Tech enterprise SQream has been collaborating with the tech giant for over a decade, helping businesses accelerate data analytics at an unprecedented scale, processing petabyte-scale datasets significantly faster than traditional CPU-based solutions, and performing complex queries at a fraction of the cost. The latest integration with NVIDIA RAPIDS builds on its foundation and supports enhanced GPU efficiency and streamlined workflows through a unified data platform.
This follows on from a strategic move in 2024 that saw data cloud company Snowflake, a partner of SQream, open its first office in Colombia. Access to data acceleration platforms and local presence across more Latin American countries will be key to unlocking more value from the tertiary service sector.

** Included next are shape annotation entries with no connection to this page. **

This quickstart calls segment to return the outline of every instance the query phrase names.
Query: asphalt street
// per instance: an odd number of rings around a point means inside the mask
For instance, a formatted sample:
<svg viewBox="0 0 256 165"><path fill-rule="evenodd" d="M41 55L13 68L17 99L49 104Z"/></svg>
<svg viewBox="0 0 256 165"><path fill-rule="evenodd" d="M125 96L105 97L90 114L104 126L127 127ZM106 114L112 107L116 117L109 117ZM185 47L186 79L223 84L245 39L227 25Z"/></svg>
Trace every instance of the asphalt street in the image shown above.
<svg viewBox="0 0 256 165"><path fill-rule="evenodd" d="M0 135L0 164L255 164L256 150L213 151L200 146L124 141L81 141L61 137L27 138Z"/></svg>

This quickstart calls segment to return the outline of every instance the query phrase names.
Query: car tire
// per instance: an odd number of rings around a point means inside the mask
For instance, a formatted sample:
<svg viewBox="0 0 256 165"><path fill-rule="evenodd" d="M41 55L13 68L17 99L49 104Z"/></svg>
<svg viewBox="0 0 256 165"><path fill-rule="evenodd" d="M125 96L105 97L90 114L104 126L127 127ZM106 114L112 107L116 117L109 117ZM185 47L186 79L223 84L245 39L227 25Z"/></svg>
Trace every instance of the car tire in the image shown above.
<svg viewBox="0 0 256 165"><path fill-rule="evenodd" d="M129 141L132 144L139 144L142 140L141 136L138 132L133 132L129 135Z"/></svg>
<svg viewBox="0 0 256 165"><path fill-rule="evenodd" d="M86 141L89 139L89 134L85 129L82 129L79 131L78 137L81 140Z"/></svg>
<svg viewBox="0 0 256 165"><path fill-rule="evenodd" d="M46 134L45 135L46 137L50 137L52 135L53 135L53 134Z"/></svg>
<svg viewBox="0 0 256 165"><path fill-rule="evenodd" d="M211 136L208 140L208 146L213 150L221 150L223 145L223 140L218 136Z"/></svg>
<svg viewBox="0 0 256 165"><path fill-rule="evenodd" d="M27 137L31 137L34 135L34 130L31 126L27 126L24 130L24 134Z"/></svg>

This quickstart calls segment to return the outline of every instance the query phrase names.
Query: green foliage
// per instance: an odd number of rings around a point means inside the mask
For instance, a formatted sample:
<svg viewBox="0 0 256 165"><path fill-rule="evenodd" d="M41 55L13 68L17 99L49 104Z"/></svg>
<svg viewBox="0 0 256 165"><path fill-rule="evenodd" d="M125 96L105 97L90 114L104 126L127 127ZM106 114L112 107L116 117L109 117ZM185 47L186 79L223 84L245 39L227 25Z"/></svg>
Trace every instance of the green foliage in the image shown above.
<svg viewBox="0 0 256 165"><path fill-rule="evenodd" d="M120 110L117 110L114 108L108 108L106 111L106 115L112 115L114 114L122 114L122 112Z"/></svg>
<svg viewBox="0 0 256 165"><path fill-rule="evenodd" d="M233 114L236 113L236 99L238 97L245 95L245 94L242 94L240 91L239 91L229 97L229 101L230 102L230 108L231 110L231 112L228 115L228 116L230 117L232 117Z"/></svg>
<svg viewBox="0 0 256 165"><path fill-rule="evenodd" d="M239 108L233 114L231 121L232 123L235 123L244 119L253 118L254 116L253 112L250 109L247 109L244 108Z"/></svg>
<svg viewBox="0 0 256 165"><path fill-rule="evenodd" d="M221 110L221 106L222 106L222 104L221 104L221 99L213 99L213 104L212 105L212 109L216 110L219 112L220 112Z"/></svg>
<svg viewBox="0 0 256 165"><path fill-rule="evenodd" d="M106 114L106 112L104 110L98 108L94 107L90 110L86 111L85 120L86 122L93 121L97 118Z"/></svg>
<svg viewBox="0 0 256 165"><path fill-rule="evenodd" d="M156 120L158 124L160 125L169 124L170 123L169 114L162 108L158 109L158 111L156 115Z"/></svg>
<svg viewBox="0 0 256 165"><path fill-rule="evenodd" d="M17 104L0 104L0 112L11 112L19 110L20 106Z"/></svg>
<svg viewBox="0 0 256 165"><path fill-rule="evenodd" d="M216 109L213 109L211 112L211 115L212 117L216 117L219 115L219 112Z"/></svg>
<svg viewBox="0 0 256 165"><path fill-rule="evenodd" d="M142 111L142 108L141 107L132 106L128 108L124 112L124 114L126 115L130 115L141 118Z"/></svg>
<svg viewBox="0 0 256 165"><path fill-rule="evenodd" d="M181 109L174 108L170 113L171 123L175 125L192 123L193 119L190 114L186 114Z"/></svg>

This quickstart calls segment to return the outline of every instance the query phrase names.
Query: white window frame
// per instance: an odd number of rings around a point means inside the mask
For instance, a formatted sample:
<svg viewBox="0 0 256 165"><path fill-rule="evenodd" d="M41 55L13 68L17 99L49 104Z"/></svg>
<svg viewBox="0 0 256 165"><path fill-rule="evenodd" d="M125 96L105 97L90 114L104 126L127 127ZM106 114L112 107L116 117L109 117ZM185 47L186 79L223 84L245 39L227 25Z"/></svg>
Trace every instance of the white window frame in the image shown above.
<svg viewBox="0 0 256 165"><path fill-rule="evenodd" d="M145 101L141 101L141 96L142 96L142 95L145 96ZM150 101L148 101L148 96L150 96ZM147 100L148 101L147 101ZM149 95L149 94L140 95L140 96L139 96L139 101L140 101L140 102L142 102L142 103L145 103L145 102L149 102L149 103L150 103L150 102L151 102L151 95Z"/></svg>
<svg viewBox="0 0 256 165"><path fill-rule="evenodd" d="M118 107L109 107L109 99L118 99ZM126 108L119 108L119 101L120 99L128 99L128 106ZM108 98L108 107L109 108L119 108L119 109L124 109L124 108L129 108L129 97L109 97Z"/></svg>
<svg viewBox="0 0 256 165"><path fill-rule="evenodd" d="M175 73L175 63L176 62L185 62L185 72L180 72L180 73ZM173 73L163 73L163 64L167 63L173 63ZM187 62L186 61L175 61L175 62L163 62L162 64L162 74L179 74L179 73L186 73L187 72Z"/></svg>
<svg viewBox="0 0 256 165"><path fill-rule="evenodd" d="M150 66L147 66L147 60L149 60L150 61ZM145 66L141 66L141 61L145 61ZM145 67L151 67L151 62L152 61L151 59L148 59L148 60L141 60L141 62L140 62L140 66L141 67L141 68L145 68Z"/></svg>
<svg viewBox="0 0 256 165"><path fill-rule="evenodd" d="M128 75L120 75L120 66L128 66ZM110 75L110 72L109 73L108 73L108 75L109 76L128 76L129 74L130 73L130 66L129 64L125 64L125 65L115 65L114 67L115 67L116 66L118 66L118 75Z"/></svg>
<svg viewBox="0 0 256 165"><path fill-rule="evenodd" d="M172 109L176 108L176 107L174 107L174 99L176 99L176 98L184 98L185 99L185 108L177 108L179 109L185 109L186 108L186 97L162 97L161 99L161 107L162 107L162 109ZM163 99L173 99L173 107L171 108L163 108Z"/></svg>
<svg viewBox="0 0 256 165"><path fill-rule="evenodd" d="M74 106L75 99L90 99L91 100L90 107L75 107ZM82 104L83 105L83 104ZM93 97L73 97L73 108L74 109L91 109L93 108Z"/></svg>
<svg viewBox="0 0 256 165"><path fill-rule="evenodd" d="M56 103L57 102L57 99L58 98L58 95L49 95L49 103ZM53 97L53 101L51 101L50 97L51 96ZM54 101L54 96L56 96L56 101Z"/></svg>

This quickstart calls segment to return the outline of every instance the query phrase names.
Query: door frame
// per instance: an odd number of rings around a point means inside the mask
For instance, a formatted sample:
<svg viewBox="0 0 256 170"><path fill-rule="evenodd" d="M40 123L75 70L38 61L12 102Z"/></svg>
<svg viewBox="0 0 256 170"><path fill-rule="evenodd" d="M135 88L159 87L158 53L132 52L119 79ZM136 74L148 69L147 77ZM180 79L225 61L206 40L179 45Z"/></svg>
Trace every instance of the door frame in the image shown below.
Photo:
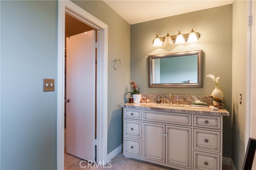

Rising AI startups in Latin America
While supportive legislation and interest from public and private sectors are driving AI adoption in Latin America, homegrown startups also have an opportunity to shine.
Here, local innovators can spot niche opportunities and address pressing community challenges with the power of AI.
Incubators and accelerators like Pygma are helping grow local AI startups by providing funding, facilities and mentoring across borders, with a 12-week acceleration program that delivers the support, knowledge and community early-stage founders need to scale their tech companies in Latin America.
Meanwhile, the Oxigenio Acelerador in Brazil has helped rising startups like Melivia get off the ground. Founded in 2020, Meliva offers an AI-powered content creation platform intended to streamline content production with huge potential for the burgeoning design services industry.
Another example can be found with Nutri Co, a Peruvian foodtech harnessing AI to improve diets and nutrition in Latin America.
Latin America is a leader when it comes to actually implementing AI technology in useful ways, supported by positive legislation, broad interest from both public and private sectors, and its role as the nearshoring partner for North American businesses.
As the next wave of AI is expected to focus on taking the technology outside of the tech sector, and public-private partnerships increasingly matter, the region could have a critical role to play.